MR. GINGRICH: First of all, the Bush administration, last year, took a step in your direction when they changed the rules so that flexible spending accounts can now carry over, and that means that for, I think about 85 million people who have a flexible spending account, you don't have to rush out and spend it in December or lose it, and it's a first step in the right direction. In our book, "Saving Lives and Saving Money," we have a specific proposal as an idea to think about. I don't want to defend it, in detail. But building on things that John has worked on before, we suggest a health spending account where, when you first went to work you'd get a $1500 deductible insurance and the $1500 would be in an account.
The account would carry over, have tax-free interest build-up, so by the time you were in your thirties or forties, you would probably have somewhere between 30- and $50,000 in a health spending account, which means you're only buying insurance for events which would be above that number. We also suggest that at some number--and the values are probably in the 20- to 30,000 range--wherever it no longer dramatically lowers the premium for insurance, that we would give you the option of either withdrawing the money as taxable income, or allowing it to stay in and continue to build up for as long as you want it to.

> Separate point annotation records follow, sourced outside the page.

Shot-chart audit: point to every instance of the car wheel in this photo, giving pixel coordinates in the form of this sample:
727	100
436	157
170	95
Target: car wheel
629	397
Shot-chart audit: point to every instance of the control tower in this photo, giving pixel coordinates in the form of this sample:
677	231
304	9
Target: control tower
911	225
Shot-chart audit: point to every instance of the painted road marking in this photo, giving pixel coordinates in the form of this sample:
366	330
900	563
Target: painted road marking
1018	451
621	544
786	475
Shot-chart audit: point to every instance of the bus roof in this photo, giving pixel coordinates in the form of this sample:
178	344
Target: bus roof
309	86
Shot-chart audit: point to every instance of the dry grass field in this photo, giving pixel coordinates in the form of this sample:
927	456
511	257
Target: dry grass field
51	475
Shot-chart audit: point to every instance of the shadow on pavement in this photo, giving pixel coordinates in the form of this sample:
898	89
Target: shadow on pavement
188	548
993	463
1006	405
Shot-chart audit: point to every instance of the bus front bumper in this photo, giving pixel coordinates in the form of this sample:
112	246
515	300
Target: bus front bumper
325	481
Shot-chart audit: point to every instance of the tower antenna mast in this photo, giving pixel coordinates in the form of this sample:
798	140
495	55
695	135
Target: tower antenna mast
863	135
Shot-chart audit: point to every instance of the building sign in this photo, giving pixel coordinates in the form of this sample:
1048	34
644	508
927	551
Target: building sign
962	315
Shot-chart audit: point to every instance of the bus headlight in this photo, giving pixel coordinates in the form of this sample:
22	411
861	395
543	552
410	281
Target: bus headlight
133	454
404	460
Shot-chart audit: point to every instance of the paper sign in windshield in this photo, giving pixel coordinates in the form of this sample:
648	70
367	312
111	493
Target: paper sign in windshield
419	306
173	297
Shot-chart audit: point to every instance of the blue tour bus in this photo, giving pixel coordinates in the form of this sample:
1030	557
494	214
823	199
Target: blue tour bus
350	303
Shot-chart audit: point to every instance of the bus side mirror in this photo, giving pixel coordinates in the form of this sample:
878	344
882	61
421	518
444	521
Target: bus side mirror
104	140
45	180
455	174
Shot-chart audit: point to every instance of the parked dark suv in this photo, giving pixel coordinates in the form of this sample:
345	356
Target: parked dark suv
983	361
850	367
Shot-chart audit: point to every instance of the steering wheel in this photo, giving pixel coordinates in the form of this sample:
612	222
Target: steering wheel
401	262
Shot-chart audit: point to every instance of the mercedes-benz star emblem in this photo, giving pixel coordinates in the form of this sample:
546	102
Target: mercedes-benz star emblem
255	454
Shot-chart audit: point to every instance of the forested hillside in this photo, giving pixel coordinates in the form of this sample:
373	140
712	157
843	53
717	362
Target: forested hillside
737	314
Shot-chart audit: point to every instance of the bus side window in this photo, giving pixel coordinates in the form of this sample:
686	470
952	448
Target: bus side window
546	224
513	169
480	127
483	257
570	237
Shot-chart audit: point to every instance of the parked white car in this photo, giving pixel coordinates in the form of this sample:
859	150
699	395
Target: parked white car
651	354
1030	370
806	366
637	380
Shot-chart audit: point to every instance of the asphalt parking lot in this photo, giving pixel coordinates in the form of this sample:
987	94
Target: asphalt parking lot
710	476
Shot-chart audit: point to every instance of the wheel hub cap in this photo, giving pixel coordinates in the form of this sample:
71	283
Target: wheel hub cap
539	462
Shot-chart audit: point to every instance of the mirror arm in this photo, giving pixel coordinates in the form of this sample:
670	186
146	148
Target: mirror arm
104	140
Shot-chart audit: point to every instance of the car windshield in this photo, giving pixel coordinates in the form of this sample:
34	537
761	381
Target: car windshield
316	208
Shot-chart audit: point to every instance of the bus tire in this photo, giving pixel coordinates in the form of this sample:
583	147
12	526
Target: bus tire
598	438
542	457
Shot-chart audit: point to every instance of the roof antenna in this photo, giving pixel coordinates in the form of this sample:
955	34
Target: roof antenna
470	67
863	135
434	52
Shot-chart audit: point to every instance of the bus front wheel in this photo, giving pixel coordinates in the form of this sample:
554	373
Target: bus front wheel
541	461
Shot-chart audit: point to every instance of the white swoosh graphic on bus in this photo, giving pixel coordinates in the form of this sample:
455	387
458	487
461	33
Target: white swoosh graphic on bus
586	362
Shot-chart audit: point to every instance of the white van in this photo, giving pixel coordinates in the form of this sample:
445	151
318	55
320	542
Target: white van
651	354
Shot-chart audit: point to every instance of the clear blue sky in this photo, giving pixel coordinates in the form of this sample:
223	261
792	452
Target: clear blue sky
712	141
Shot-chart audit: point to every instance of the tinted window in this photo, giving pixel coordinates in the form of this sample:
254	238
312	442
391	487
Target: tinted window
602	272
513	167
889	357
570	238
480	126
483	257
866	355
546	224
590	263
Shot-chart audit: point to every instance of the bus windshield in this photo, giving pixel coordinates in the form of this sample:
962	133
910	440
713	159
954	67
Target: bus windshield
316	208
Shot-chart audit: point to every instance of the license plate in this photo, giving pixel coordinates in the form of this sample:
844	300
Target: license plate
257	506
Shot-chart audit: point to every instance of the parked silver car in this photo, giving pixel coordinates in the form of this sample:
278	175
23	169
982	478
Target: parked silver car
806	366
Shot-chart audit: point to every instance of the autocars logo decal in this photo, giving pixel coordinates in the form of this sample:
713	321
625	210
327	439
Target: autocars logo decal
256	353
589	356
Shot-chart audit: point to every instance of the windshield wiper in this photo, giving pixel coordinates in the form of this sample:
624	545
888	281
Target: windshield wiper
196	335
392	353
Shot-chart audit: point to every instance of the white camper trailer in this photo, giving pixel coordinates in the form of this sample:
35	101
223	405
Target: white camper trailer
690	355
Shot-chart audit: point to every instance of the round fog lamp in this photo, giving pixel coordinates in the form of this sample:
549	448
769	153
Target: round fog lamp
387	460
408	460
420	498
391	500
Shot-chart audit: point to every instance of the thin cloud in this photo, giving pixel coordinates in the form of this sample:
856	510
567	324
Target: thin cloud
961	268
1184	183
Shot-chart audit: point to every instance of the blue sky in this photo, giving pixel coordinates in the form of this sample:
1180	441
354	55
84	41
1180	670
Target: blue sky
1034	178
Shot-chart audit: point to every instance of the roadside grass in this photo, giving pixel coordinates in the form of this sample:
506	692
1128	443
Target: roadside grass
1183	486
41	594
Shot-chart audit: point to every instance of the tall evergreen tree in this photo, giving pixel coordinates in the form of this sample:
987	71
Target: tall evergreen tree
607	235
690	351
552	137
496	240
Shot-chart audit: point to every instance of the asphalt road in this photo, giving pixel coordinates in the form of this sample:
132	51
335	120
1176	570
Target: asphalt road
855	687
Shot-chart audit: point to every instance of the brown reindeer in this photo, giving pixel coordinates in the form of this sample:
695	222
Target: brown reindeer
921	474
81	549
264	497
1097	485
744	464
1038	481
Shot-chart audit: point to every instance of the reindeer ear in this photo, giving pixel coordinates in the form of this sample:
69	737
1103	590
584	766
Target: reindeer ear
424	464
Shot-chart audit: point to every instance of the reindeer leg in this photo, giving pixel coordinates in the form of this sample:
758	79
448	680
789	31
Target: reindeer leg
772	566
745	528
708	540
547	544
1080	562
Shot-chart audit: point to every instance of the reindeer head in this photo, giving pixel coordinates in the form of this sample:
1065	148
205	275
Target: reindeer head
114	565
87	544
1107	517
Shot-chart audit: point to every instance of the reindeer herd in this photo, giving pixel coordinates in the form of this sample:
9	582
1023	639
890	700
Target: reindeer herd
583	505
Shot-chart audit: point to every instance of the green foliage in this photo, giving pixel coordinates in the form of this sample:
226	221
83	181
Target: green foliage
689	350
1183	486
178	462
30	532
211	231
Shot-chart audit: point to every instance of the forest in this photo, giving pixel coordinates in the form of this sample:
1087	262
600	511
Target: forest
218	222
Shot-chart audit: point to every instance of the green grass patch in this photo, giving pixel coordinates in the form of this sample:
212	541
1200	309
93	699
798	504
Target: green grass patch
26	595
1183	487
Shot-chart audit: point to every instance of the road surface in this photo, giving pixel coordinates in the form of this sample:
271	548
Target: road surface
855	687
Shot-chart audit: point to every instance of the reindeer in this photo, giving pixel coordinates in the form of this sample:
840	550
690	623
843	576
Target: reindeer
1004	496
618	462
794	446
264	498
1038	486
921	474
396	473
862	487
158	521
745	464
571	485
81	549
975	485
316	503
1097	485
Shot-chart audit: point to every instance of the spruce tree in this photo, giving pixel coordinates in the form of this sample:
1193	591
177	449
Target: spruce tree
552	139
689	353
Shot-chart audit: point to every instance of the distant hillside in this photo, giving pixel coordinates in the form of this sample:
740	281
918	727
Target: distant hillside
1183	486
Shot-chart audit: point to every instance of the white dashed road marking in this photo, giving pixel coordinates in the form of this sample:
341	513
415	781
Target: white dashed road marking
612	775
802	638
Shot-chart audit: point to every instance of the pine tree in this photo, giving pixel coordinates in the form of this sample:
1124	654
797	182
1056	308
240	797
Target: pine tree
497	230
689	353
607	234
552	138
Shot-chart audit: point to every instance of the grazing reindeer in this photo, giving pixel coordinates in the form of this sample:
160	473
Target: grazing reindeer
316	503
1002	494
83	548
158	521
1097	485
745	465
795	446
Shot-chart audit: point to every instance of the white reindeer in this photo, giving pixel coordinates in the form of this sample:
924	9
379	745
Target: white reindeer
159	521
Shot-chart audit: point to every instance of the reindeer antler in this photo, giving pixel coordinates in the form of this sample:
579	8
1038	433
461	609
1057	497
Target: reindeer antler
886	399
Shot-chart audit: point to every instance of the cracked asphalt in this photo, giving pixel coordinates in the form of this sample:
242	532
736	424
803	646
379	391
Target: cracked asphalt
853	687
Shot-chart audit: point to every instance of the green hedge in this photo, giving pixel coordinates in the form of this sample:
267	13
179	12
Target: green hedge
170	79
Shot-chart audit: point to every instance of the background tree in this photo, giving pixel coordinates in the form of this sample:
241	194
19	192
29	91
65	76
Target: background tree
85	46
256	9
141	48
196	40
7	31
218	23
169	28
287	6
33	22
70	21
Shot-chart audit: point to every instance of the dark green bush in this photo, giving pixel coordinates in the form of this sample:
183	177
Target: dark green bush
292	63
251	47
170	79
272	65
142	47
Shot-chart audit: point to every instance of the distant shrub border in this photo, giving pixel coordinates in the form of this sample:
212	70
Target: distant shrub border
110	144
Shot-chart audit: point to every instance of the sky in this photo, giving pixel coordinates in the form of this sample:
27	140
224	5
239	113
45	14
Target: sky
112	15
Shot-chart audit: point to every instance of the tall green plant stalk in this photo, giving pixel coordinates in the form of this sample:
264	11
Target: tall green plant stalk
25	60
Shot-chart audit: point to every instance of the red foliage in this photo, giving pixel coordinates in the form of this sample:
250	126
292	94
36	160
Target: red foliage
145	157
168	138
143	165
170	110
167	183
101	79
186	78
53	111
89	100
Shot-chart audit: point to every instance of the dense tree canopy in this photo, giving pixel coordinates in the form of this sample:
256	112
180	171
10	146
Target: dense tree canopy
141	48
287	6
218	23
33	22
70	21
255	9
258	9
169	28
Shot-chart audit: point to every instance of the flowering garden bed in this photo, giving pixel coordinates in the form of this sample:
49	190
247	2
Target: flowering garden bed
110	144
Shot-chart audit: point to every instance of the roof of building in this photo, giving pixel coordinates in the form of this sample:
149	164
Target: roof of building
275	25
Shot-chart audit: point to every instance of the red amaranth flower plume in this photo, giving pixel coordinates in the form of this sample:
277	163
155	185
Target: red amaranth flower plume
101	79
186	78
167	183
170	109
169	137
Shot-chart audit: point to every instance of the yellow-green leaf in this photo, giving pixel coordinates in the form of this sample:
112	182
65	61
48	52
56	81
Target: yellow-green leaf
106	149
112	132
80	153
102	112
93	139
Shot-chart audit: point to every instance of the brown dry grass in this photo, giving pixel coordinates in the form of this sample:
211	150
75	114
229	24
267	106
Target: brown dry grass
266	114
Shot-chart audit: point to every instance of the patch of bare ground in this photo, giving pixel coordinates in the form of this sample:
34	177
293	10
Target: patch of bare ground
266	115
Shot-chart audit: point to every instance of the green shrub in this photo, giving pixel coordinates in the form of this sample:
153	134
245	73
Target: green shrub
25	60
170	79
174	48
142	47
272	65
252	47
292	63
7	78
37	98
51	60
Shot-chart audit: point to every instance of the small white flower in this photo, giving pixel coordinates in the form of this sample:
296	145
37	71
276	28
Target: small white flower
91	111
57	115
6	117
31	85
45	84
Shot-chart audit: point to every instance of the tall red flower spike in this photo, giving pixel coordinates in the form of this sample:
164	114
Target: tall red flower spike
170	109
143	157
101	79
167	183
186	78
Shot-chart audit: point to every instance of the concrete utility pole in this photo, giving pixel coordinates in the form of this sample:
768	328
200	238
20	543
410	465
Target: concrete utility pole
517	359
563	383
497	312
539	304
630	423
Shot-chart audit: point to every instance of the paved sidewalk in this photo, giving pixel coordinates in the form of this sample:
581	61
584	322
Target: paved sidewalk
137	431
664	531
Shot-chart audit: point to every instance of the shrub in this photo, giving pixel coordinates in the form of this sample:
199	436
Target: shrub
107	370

Now our goal was to find a way to migrate from the current system back to you having a first dollar interest in your own health, and I just want to say one thing that I--because health, like education, is one of those zones that we took out of the marketplace, decided people were too stupid to take care of themselves, and said you have to have gatekeepers and bureaucrats, what have you.
I get the pushback, "Oh, if that was your money, maybe you wouldn't take care of yourself."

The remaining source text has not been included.